Trucks, V8s, and Hybrids Are Back at the Center
Ram
The pivot is the most prevalent in North America. Stellantis is canceling its planned electric Ram 1500 pickup while bringing back the HEMI V8 to the Ram lineup and expanding hybrid options across multiple brands. The company has also rolled out five new vehicles alongside 19 additional product actions aimed squarely at markets where traditional drivetrains still dominate. That doesn’t mean EVs are disappearing. Stellantis says it will continue investing in electrification, just at a pace shaped by what customers are actually buying. Ford is taking a similar demand-first approach, pressing ahead with what they think customers want: an affordable electric truck.

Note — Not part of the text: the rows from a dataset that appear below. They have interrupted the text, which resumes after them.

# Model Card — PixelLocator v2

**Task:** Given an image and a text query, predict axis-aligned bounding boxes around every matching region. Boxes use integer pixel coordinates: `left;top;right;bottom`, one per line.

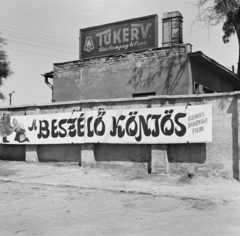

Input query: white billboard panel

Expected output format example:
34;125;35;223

0;104;212;145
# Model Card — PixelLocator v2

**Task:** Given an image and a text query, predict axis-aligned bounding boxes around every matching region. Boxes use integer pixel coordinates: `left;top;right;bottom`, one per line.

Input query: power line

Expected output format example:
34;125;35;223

0;26;78;49
6;39;77;55
0;25;79;57
5;47;74;60
185;21;230;66
1;31;78;51
0;21;80;58
0;21;76;42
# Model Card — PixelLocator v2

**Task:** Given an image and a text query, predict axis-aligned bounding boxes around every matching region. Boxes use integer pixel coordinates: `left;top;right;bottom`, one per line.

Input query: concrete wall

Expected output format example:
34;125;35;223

0;92;239;179
53;46;190;102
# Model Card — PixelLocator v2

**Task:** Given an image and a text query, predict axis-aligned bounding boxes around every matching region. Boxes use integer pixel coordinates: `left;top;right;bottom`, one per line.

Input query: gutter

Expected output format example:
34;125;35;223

41;71;54;102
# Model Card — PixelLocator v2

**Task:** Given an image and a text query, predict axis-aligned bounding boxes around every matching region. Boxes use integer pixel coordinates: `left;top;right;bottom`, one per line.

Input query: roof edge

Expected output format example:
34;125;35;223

188;51;236;77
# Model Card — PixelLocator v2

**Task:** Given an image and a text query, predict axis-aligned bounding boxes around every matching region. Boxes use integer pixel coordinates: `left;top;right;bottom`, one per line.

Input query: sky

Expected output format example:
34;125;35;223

0;0;238;107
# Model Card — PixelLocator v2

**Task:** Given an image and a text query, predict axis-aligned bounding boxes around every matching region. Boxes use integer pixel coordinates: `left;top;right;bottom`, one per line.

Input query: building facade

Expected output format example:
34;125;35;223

43;12;236;102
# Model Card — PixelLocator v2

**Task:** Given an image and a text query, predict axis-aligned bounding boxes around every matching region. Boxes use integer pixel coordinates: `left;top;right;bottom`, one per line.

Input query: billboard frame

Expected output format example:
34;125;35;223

79;14;158;60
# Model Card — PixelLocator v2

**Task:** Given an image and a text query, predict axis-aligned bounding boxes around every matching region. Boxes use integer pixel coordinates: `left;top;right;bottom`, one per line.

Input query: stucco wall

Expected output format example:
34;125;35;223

0;92;239;179
152;94;238;179
53;46;190;102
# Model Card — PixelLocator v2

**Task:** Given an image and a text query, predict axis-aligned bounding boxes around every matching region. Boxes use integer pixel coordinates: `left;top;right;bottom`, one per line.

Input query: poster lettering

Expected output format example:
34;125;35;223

0;104;212;145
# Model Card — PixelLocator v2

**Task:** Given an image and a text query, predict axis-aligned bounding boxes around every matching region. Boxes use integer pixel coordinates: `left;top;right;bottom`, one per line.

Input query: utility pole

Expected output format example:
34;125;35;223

9;91;15;106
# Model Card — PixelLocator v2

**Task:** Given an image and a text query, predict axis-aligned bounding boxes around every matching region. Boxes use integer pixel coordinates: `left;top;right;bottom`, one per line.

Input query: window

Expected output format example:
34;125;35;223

132;92;156;98
194;82;215;94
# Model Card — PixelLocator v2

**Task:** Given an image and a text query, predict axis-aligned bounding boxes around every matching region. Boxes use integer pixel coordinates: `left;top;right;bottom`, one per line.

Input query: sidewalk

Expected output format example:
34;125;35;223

0;160;240;203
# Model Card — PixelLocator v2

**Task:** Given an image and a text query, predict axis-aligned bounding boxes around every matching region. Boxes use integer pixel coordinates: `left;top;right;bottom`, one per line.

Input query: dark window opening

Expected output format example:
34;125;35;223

133;92;156;98
194;82;215;94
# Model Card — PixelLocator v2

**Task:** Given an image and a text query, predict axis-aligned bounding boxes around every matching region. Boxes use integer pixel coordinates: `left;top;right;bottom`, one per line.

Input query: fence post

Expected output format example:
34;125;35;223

25;107;39;163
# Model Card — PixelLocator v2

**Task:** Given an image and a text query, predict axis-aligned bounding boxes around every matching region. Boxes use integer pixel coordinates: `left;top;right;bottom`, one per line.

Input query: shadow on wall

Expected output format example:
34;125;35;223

168;143;207;163
167;143;208;177
128;54;188;94
94;143;151;172
93;143;207;174
37;144;81;162
0;145;25;161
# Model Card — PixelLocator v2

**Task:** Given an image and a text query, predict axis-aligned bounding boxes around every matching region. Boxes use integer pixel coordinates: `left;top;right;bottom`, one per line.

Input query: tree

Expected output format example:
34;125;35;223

195;0;240;90
0;36;13;99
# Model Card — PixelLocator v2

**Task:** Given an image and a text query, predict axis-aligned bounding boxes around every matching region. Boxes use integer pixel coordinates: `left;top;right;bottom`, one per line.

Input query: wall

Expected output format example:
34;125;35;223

0;92;239;179
53;46;190;102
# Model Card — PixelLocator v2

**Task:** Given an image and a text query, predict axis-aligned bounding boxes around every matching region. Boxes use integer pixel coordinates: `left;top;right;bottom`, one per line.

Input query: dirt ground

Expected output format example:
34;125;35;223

0;161;240;236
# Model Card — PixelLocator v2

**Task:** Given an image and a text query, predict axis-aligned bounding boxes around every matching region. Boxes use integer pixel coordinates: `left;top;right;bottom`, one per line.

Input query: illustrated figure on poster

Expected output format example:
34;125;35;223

12;118;29;143
0;114;14;143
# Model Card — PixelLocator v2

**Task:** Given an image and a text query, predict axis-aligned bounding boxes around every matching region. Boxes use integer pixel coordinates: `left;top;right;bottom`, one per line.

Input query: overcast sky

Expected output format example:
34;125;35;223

0;0;238;106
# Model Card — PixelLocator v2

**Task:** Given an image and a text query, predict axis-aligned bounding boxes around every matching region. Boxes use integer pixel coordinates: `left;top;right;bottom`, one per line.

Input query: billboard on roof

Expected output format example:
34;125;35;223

79;15;158;59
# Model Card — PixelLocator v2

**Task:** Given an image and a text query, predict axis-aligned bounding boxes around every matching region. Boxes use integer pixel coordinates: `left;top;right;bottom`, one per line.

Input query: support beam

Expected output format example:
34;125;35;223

25;145;39;163
151;144;168;174
81;144;96;167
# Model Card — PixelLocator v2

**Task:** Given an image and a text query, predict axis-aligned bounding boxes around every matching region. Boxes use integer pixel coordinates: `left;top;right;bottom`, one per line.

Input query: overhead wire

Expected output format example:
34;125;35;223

0;27;78;49
0;20;79;104
0;20;74;41
2;31;78;51
0;21;79;59
6;39;77;55
0;31;78;55
185;21;232;67
3;18;230;65
5;48;74;60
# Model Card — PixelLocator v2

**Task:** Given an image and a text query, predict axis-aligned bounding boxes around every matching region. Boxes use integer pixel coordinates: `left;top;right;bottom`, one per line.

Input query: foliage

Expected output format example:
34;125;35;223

195;0;240;89
196;0;240;42
0;36;13;100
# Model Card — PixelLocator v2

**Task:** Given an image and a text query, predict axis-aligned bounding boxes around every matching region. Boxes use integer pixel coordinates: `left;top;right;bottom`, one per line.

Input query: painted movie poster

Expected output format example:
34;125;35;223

0;104;212;145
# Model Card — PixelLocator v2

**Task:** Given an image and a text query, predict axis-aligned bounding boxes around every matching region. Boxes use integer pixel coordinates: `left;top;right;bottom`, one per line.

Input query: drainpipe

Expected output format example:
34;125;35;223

44;76;54;102
44;76;53;90
42;72;54;102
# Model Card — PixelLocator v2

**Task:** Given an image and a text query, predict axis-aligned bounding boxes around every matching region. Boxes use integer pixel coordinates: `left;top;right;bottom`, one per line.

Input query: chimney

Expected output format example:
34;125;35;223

162;11;183;47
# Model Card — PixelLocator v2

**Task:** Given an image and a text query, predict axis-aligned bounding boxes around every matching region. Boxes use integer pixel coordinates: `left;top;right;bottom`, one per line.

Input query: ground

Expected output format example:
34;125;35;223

0;161;240;236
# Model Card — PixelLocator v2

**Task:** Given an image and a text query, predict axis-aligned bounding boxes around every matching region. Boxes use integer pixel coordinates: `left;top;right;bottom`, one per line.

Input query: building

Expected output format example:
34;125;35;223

0;12;239;179
42;11;236;102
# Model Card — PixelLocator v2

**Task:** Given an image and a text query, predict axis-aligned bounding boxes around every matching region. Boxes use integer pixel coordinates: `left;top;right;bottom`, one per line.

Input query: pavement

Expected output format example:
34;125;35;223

1;160;240;203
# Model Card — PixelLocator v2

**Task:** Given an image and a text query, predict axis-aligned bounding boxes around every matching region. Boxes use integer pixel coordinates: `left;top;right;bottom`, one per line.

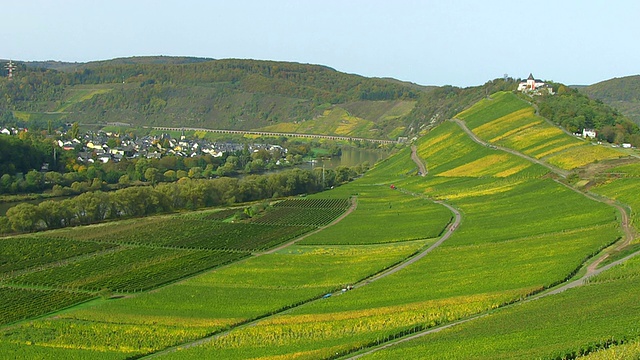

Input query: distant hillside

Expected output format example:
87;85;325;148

0;58;429;140
0;57;525;139
579;75;640;125
22;56;213;71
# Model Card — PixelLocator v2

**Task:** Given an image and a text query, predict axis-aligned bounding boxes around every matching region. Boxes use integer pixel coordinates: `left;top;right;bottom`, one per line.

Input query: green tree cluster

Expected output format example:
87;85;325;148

0;165;365;234
0;135;55;176
536;87;640;146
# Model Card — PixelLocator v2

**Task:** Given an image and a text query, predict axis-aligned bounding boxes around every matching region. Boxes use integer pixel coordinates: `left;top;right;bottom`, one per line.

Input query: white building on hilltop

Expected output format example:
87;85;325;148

518;73;554;95
518;73;544;91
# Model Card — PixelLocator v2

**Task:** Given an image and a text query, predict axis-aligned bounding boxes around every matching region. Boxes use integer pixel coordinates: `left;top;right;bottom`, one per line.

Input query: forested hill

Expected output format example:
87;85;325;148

579;75;640;125
23;56;214;71
0;58;425;139
0;57;521;140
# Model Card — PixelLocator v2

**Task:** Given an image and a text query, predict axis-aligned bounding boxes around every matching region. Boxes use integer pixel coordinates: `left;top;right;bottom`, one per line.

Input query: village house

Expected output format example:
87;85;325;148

582;129;597;139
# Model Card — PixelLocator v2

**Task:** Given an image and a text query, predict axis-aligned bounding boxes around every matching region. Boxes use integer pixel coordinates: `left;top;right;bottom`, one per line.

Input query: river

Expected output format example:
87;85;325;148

298;147;388;170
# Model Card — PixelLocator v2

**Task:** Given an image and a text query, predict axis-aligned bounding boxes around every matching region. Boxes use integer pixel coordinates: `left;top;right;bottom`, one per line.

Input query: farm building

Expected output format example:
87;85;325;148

582;128;597;139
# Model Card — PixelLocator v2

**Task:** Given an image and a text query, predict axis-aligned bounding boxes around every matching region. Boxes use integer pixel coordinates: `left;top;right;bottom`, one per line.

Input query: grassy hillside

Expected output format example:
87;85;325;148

158;102;626;358
580;75;640;125
459;92;626;170
258;101;415;139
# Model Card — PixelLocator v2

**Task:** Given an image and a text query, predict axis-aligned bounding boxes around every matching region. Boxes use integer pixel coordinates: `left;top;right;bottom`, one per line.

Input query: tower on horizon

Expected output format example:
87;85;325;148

4;60;16;80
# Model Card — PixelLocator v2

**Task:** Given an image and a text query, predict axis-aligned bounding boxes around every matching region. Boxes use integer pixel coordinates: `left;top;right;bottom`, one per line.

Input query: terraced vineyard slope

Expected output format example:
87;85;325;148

457;91;625;170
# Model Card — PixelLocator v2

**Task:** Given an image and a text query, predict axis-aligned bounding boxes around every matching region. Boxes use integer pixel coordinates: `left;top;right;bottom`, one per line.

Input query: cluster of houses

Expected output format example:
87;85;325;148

0;127;27;135
56;131;286;164
1;123;292;164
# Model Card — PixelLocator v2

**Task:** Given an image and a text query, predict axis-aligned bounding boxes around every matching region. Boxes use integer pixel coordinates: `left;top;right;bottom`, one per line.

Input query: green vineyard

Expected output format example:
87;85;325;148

0;237;116;275
0;197;352;333
57;220;314;251
0;287;93;326
8;248;248;292
1;89;639;359
273;198;352;209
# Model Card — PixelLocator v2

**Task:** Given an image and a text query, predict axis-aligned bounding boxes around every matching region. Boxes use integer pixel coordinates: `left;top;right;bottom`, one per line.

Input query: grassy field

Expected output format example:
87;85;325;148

0;199;354;350
0;185;449;358
300;189;452;245
260;100;415;140
7;247;246;292
260;107;375;138
55;85;114;112
0;237;116;274
0;287;94;326
165;221;619;359
414;121;548;178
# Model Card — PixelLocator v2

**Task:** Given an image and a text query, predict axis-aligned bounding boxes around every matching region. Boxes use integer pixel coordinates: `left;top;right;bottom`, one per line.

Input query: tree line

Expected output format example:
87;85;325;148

0;165;366;234
536;86;640;146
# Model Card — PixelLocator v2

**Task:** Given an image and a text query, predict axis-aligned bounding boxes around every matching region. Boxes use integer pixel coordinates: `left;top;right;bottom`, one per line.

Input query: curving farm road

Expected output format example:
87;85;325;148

355;146;459;285
258;196;358;255
411;145;427;176
451;118;570;178
356;199;459;288
452;117;637;273
145;166;461;358
347;120;640;359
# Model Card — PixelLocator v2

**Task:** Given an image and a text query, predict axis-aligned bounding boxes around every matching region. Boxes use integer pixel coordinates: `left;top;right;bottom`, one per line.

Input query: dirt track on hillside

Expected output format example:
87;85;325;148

451;118;570;178
259;196;358;255
347;121;640;359
145;152;461;359
411;145;427;176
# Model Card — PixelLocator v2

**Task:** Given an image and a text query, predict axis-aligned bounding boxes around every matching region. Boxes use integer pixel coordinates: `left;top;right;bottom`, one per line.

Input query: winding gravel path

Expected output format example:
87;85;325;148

346;120;639;359
145;184;461;358
411;145;427;176
451;118;569;178
258;196;358;255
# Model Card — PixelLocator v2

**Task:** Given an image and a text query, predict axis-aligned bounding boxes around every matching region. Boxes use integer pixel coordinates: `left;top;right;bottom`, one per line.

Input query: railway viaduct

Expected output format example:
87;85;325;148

149;126;398;145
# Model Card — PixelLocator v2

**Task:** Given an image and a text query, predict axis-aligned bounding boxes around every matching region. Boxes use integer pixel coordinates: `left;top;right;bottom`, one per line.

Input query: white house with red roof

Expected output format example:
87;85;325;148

517;73;547;91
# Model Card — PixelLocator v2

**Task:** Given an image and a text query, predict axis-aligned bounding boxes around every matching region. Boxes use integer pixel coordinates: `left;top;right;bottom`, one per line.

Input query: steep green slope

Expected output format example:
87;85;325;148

459;91;626;170
158;115;620;359
368;255;640;359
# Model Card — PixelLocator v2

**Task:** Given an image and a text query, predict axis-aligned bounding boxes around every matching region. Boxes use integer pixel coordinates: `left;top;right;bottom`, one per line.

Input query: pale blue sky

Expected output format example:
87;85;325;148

2;0;638;86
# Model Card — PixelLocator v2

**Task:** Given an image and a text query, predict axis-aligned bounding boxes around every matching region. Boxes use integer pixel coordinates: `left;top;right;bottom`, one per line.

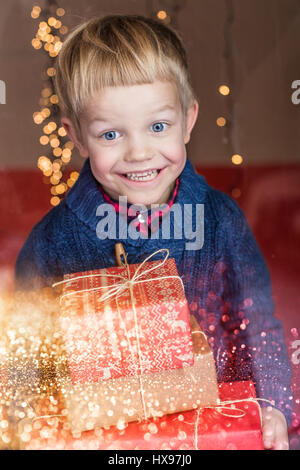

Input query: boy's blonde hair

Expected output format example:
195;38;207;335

54;14;197;141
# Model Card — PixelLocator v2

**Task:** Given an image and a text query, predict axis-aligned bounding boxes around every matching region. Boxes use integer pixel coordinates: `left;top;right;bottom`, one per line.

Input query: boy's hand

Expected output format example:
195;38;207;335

261;406;289;450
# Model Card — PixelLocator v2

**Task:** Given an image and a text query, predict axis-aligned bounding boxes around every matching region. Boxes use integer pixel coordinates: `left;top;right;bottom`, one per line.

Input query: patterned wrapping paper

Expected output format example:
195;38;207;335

58;257;194;384
58;315;219;432
21;381;263;450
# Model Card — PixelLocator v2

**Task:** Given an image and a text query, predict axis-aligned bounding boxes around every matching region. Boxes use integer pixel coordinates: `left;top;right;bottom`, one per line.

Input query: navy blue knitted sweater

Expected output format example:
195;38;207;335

15;158;293;425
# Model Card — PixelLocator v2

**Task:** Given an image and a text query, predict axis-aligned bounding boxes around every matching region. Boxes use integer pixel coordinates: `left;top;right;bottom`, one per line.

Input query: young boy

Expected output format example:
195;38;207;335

15;14;292;449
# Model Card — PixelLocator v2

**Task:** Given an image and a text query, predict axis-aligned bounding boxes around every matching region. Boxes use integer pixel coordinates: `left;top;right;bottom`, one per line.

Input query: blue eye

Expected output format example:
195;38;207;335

152;122;168;132
102;130;119;140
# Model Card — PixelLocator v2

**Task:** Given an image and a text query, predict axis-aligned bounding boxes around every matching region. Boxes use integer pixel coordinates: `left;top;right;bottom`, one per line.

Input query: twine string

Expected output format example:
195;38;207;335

52;248;187;421
53;248;185;305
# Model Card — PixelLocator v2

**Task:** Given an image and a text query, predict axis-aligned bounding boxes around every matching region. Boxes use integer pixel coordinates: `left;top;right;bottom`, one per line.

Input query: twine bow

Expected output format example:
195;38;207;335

183;395;274;450
52;248;185;305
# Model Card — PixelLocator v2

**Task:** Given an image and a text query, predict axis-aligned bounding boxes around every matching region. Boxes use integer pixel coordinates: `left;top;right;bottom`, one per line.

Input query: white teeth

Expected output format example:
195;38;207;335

125;169;158;181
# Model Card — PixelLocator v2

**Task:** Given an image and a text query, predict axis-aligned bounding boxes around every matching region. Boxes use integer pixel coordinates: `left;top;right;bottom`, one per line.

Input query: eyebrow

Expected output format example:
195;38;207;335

90;104;176;123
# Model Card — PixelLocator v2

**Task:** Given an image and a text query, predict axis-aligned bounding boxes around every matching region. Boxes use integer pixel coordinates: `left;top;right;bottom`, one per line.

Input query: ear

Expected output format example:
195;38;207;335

60;116;89;158
184;99;199;144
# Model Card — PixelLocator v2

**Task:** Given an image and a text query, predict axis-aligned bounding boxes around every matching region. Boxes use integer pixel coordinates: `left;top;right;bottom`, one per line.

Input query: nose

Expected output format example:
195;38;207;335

123;135;155;163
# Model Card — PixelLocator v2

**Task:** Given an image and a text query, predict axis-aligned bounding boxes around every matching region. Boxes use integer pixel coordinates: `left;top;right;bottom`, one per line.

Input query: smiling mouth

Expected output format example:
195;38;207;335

121;168;163;181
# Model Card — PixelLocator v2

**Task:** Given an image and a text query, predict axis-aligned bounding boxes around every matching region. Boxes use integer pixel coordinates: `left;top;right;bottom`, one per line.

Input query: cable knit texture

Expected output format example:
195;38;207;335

15;157;293;425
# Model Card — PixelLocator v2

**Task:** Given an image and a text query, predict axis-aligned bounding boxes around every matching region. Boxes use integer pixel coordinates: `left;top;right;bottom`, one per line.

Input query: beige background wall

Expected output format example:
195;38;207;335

0;0;300;168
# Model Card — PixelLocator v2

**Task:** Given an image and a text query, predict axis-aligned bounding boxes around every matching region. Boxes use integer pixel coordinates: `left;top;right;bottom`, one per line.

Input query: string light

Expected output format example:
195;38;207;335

216;117;227;127
31;2;73;206
218;85;230;96
231;154;243;165
231;188;241;198
157;10;167;20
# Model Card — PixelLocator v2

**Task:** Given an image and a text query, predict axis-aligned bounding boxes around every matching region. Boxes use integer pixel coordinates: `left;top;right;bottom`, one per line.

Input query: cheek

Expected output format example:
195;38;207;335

88;146;118;177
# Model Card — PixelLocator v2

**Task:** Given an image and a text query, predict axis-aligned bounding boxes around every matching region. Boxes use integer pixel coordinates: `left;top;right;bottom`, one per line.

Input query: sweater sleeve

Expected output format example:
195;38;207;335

14;222;59;291
214;192;293;426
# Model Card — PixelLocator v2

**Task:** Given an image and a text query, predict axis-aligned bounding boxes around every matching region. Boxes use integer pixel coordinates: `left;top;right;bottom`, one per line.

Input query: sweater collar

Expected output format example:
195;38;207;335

65;157;208;239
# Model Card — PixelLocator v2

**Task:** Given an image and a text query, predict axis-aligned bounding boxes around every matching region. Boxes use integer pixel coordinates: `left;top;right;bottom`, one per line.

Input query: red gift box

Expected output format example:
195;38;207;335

57;255;194;384
22;381;264;450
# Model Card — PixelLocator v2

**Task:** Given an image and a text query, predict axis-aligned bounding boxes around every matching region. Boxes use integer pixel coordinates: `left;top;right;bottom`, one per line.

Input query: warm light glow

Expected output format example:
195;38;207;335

67;178;75;187
62;148;71;158
64;141;75;150
50;94;59;104
157;10;167;20
231;154;243;165
39;22;48;30
58;127;67;137
33;112;43;124
37;156;51;172
41;88;52;98
31;6;41;19
55;183;67;195
39;98;49;106
218;85;230;96
43;125;51;135
61;154;71;164
50;196;60;206
53;148;62;157
47;67;56;77
50;138;60;148
31;38;42;49
41;108;51;118
56;8;65;17
70;171;79;181
53;20;62;29
48;122;57;132
59;26;68;35
40;136;49;145
48;17;57;27
52;160;62;171
231;188;242;198
216;117;227;127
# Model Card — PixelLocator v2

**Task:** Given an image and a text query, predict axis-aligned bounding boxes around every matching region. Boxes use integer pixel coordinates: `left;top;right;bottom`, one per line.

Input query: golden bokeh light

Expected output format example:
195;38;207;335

58;127;67;137
39;21;48;30
59;26;68;35
50;196;60;206
55;183;67;195
218;85;230;96
32;7;71;203
231;188;242;198
31;6;41;19
157;10;167;20
53;20;62;29
50;138;60;148
37;156;51;171
53;148;62;157
231;154;243;165
43;125;51;135
47;67;56;77
64;141;75;150
40;135;49;145
41;108;51;118
216;116;227;127
41;88;52;98
33;112;44;125
48;17;57;27
62;148;71;158
56;8;65;17
48;122;57;132
31;38;42;50
50;94;59;104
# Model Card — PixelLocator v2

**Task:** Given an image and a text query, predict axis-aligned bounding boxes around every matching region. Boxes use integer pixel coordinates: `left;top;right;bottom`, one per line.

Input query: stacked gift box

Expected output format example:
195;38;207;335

7;248;264;449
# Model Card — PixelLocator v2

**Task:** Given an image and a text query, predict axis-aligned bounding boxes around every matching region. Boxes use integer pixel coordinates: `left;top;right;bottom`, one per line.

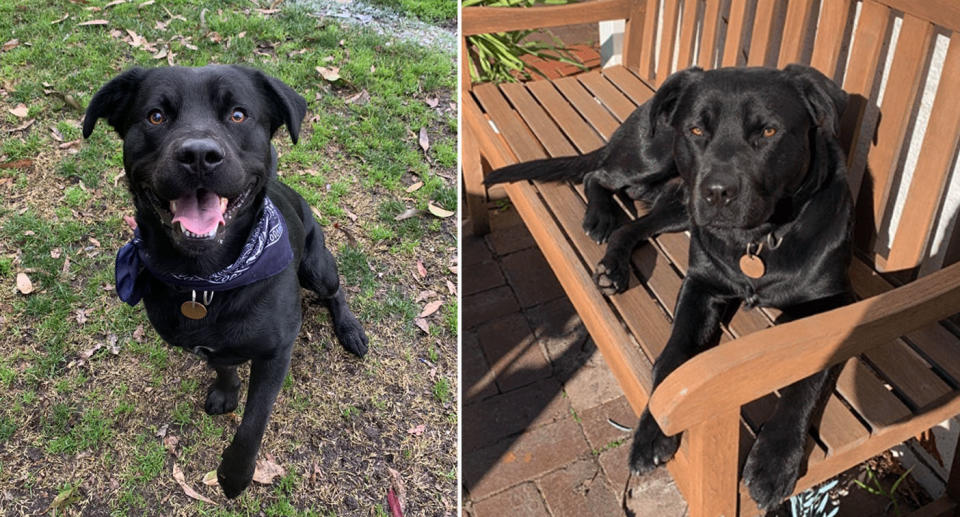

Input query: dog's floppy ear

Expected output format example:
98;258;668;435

250;68;307;144
82;67;146;139
785;64;848;136
649;66;703;135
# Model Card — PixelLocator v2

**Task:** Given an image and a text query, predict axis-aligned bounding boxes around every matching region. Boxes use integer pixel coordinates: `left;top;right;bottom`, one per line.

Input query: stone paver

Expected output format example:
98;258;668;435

462;284;520;330
465;417;590;500
462;332;497;403
538;458;623;517
463;259;505;296
475;312;551;392
578;396;636;450
500;247;565;308
623;467;689;517
525;297;590;363
485;219;536;256
463;377;570;453
471;482;550;517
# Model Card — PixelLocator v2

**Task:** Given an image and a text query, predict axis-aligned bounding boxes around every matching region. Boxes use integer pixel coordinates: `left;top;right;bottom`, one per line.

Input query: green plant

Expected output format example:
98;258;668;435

789;478;839;517
462;0;586;82
852;465;913;516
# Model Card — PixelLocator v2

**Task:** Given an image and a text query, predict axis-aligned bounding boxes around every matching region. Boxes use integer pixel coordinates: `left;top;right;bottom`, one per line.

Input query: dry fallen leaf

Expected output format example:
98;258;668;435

2;39;19;52
0;158;33;169
427;202;454;219
415;290;437;303
425;97;439;108
75;308;88;325
50;248;62;259
413;317;429;334
77;19;109;26
344;89;369;105
405;181;423;193
393;208;419;221
388;467;407;513
16;272;33;294
172;463;215;504
163;434;179;455
252;457;285;484
202;470;218;486
419;300;442;318
407;424;425;436
343;207;358;222
416;260;427;279
132;324;144;342
316;66;341;82
445;280;457;295
418;127;429;152
9;103;28;118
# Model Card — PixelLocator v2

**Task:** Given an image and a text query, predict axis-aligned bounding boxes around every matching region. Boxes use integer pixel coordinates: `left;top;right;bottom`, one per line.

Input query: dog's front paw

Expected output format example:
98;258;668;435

217;447;256;499
629;410;680;474
335;313;369;358
743;431;805;510
583;206;617;243
205;383;240;415
594;255;630;294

The Auto Industry Is Finally Recalibrating
Jeep
Stellantis isn’t the only automaker to face EV-related write-downs like this. Ford experienced a $19.5 billion write-down, and GM incurred a $6 billion hit in 2025, too. What makes Stellantis different is its bluntness. The company is effectively admitting that the transition was pushed ahead of real consumer readiness, especially in a region like North America, where the ICE-powered F-Series pickup reigns as the best-selling vehicle. If Stellantis’s predictions become true, profitability in the next decade won’t come from forcing buyers into electric vehicles, but from giving them what they want.